Friday dear reader and never has it taken so long to get to the end of a week. This week has just been awful from a health point of view, I don't think I've ever been as ill with flu as I have been this week and it's only today when I've woken up that I finally feel like I'm turning a corner though judging by the fact that I also woke up with all of my hair stuck to me I still have a little way to go before I am back to tip top health!
It's a relief though as I'll be able to get out to do the 5 planned photo shoots in my schedule tomorrow but I'll do them knowing I can come home and go straight to bed afterwards and any Christmas shopping I haven't done yet, well quite frankly it's just got no chance although I do know that the Christmas elf who brings us all new pyjamas on Christmas Eve probably still needs a little help.

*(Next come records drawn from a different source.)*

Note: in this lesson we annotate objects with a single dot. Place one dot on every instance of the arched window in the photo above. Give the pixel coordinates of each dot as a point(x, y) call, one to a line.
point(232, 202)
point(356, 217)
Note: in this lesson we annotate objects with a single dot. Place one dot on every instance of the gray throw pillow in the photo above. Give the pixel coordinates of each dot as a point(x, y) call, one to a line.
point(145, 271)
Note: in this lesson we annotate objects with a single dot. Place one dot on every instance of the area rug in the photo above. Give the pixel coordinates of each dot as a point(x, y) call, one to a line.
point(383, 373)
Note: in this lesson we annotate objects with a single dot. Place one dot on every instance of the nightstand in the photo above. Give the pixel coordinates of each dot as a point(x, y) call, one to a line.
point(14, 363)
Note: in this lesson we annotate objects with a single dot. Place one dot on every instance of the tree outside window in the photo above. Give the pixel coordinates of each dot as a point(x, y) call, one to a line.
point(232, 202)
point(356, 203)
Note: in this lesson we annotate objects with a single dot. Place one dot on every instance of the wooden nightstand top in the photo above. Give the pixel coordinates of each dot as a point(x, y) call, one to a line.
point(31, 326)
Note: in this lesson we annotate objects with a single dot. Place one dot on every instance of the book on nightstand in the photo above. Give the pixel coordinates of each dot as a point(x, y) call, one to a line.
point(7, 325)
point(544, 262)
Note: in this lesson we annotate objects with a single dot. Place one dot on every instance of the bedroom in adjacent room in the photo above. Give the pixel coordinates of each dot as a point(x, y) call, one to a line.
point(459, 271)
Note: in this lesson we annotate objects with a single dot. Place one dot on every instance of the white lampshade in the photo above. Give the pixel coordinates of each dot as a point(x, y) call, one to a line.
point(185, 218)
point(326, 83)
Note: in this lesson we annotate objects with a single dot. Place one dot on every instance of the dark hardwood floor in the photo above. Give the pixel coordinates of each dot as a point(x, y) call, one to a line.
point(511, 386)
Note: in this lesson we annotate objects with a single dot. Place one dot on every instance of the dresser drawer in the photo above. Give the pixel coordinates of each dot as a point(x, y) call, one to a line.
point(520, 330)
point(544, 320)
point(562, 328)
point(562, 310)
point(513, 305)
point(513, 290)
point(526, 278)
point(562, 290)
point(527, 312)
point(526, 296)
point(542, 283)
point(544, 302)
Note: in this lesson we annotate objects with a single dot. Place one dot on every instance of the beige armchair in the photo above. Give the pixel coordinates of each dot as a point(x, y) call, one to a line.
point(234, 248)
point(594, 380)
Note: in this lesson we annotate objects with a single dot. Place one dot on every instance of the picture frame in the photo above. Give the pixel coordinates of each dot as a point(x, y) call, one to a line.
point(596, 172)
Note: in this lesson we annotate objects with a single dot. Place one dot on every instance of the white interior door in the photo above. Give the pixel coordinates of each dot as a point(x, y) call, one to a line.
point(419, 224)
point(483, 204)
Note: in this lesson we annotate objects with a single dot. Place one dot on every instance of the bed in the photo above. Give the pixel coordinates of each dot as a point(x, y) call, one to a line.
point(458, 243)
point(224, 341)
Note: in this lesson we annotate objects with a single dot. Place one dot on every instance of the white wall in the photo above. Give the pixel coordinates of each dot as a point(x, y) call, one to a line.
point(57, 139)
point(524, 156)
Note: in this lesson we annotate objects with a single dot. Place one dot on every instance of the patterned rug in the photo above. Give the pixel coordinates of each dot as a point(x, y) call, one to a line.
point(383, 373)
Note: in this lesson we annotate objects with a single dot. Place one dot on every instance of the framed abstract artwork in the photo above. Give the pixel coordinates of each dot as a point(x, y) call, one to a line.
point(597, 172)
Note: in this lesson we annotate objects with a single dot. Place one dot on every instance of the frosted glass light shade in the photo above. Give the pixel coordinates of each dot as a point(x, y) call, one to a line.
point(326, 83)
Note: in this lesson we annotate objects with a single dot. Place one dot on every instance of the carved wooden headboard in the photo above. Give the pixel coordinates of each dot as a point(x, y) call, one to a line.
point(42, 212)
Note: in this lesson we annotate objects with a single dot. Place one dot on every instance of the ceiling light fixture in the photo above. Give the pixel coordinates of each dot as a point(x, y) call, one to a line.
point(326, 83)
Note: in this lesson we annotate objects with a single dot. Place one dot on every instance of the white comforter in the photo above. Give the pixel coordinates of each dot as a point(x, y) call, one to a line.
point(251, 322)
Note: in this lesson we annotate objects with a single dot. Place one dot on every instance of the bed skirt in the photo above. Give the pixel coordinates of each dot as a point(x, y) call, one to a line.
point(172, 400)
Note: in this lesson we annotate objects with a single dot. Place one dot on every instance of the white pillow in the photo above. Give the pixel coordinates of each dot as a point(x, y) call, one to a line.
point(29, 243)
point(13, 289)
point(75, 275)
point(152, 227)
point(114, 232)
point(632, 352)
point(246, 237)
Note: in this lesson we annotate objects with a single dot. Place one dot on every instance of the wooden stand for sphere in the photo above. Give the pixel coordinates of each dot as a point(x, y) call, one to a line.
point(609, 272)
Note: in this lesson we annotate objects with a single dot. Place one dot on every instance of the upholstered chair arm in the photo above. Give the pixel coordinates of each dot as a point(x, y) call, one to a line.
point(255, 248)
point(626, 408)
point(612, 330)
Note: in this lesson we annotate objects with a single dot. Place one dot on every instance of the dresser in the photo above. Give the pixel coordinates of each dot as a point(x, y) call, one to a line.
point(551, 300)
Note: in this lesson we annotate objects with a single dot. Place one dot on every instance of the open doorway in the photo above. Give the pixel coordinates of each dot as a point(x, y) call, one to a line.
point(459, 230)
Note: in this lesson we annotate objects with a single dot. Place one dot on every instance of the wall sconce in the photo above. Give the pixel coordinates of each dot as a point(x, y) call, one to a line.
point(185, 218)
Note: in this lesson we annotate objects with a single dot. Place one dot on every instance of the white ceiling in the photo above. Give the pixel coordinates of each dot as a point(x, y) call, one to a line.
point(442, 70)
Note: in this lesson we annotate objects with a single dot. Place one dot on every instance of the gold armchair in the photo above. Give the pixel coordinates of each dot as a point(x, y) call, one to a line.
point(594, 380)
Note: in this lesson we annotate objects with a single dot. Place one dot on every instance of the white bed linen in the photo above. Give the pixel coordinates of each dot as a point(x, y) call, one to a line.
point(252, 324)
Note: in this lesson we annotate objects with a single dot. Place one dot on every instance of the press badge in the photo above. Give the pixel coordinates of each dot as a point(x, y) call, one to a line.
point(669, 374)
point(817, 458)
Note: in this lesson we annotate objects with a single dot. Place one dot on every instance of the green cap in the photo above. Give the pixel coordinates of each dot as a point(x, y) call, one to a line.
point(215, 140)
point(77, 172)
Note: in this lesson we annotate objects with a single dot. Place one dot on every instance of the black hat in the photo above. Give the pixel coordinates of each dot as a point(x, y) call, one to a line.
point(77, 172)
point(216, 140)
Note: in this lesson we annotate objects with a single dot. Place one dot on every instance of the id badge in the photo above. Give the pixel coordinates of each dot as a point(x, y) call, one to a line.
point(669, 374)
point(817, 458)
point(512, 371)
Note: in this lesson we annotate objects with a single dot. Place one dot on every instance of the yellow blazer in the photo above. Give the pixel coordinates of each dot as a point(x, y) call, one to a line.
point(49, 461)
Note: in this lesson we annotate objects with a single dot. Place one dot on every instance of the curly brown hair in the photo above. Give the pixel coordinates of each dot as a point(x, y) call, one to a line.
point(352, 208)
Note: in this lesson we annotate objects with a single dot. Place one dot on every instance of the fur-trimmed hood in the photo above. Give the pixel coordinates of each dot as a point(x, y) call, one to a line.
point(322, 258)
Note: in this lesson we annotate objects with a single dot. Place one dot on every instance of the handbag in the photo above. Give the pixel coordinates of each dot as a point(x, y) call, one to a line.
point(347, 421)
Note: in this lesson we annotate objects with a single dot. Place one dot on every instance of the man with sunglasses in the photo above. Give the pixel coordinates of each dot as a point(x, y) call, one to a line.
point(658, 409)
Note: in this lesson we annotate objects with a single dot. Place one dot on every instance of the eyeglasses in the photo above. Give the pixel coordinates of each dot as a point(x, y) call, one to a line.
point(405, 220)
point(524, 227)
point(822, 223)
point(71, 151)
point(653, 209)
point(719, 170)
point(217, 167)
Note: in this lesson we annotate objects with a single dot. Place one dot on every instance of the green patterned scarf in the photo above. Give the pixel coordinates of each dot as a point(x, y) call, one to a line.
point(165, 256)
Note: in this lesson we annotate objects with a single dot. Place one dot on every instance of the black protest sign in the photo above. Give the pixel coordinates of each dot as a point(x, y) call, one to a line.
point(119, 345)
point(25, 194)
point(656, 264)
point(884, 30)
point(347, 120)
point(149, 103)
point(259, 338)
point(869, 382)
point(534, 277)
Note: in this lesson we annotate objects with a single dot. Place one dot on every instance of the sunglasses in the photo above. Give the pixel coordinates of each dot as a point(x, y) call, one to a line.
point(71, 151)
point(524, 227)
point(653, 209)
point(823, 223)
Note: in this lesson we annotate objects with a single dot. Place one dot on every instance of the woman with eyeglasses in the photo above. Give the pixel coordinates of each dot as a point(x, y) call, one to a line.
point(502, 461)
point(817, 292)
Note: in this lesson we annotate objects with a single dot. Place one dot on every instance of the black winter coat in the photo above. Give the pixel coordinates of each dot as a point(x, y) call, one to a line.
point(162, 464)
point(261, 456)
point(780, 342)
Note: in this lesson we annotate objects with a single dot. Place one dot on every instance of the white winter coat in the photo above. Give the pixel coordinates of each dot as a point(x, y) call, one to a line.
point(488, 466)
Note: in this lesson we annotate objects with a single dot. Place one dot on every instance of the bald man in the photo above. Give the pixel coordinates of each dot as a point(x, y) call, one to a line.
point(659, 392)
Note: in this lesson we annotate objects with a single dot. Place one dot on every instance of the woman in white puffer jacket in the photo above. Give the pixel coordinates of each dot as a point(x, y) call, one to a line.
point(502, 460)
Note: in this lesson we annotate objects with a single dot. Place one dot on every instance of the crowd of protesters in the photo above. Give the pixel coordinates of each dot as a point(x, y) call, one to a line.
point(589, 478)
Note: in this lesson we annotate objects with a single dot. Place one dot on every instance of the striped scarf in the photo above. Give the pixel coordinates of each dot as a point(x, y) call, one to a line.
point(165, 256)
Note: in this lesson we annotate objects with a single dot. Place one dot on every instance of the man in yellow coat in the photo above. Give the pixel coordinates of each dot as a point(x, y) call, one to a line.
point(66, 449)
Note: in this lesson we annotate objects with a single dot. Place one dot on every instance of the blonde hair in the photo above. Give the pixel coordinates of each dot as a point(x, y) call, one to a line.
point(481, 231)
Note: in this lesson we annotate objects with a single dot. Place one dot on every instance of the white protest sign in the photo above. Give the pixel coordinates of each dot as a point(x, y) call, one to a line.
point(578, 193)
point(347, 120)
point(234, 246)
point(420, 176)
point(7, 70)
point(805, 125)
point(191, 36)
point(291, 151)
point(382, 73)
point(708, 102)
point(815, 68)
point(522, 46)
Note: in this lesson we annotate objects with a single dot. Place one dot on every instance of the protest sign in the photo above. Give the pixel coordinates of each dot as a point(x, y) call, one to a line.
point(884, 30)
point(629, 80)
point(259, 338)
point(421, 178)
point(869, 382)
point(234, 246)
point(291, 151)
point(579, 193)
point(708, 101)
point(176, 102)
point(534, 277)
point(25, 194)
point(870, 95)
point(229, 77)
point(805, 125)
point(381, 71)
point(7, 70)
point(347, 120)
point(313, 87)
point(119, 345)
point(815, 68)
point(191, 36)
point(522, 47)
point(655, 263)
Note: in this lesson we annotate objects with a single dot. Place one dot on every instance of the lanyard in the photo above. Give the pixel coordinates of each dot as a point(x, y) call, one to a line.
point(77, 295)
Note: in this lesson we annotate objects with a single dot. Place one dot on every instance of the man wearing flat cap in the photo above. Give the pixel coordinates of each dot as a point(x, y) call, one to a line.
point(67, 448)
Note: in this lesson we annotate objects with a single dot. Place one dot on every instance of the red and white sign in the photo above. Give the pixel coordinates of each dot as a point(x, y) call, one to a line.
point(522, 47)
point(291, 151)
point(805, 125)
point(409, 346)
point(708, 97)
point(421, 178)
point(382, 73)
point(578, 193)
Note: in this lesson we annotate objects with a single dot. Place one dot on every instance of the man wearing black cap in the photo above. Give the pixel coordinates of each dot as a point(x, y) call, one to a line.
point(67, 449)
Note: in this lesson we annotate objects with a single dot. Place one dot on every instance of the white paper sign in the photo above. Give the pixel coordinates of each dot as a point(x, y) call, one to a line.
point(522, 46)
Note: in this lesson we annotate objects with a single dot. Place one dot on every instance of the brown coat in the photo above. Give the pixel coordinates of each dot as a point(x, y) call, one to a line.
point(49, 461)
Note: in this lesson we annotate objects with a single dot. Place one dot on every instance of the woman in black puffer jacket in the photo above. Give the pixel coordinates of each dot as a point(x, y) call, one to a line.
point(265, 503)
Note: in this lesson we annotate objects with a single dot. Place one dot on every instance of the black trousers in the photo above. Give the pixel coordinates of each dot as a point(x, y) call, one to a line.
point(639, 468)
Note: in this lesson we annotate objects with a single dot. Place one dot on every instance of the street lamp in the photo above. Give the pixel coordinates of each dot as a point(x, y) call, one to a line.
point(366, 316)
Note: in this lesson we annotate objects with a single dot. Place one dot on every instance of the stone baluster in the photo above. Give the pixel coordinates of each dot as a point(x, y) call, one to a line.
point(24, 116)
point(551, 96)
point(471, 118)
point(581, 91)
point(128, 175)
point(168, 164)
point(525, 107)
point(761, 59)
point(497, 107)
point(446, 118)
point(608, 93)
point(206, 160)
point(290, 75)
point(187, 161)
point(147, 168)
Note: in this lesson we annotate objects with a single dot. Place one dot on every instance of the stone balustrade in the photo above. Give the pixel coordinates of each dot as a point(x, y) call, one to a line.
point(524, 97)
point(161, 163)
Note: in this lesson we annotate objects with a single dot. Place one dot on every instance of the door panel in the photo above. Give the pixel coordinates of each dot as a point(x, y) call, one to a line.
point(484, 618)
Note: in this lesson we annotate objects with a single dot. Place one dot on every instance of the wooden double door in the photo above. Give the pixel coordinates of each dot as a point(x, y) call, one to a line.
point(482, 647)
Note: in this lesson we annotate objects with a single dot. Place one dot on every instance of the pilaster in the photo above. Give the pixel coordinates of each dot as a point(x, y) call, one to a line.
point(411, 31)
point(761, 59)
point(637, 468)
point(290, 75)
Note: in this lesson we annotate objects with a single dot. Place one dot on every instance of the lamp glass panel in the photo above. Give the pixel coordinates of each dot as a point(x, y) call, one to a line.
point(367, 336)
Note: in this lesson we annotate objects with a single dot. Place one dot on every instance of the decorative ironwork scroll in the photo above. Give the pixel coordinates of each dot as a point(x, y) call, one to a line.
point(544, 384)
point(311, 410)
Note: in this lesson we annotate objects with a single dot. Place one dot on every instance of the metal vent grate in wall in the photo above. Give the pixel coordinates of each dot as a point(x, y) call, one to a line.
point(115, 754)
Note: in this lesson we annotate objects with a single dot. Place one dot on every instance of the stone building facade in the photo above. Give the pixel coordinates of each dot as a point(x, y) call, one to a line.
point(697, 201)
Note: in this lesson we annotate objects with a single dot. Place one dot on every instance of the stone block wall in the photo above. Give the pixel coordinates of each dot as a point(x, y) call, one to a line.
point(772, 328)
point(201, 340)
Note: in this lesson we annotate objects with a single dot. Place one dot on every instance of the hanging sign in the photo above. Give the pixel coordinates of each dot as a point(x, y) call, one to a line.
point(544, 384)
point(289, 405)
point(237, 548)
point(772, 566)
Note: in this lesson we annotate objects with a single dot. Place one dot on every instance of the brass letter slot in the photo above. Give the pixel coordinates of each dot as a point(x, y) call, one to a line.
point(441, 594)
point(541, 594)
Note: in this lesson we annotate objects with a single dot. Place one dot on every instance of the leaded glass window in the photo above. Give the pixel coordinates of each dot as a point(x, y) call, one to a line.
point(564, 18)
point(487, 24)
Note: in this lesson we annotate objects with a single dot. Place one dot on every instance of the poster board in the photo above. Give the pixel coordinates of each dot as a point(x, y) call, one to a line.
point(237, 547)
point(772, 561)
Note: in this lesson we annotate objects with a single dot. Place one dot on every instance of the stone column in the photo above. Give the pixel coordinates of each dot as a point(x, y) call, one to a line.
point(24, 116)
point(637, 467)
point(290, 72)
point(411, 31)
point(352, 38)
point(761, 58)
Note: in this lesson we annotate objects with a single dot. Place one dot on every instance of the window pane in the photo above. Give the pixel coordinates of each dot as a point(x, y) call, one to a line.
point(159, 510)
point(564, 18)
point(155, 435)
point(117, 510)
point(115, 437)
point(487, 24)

Thank goodness then that I did my Christmas grocery shop weeks ago and that's all getting delivered on Monday afternoon (though goodness knows where I'm actually going to put it all, anyone got a spare fridge?).
I managed to get 2 books ordered for myself so that I have something to occupy me whilst the girls aren't here, I'm just a bit sad that I'm not excited about Christmas, every year all I ever wanted were huge family christmases, the ones where you have to have 3 separate christmases to fit everyone from your family in, well I've achieved a family so huge I could fit them all into a half hour of Christmas. I know you hear people complaining about drunk aunties in the corner or snoring uncles but I'd love that, i could even be the tipsy auntie in the corner if anyone needs one? I've been thinking this week and crying a lot which is I think due to flu but also due to the realisation that this year has been pretty horrible and I feel responsible for the pain I've caused my children and myself I suppose.
My offer still stands to anyone who's feeling lonely over the Christmas period, if you have no one please do consider my offer and come to our house, the best thing about 2 or 3 lonely people is that you put them all together and the loneliness isn't there anymore.
This Christmas let us all hope for togetherness and then we can celebrate that!